In step 306, the method 300 determines, based on the monitored network status and statistics, whether it may be a “good” (e.g., optimal, in terms of receiving the desired results) time to send a new search request message through the network. For example, in one embodiment, a determination as to whether it may be a good time to send a search request message is based on the network's stability, or the rate of turnover or change among the neighbor nodes to the requesting node. If the network has reached a steady state (e.g., few new nodes are joining the network and few existing nodes are leaving the network), this state may imply that the existing nodes have been present in the network for a long time and will likely be able to respond to a new search request message without going offline (e.g., leaving the network) in the near future. Or, alternatively, the steady network state may imply that the nodes that have been present in the network for a long time are busy fulfilling previous requests for data (and may have a backlog), in which case it may not be an optimal time to send a new search request message.
In terms of re-sending old search request messages, if the network has reached a steady state, this state may imply that it is not a good time to re-send a search request, because it is likely that substantially the same search results will be received (since the network topology has not changed significantly). However, a non-steady network state may imply that it is a good time to re-send a search request message since there is likely a large number of new nodes within the horizon. In general, a steady state indicates the existence of less control traffic, but possibly more data traffic.
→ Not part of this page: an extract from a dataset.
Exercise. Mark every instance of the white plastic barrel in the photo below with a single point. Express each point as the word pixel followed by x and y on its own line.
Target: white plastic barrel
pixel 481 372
In another embodiment, a determination as to whether it may be a good time to send a search request message is based on the ratio of input (e.g., received) messages to output (e.g., sent) messages at the neighbor nodes. A higher number of input messages may indicate that more nodes in the P2P network are performing searches at a given time, whereas a higher number of output messages may indicate that more nodes are downloading data from other nodes in the P2P network at the given time.
In another embodiment, a determination as to whether it may be a good time to send a search request message is based on a number of error messages or rejections received over a finite period of time for the neighbor nodes. The higher the number of error messages, the more likely it is that one or more nodes in the P2P network are not operating properly (and therefore, the less likely it is that it is a good time to issue a new search request). The higher the number of rejections, the more likely it is that local horizon is running close to its maximum number of nodes (e.g., each node in the P2P network has the maximum number of connections that it can handle).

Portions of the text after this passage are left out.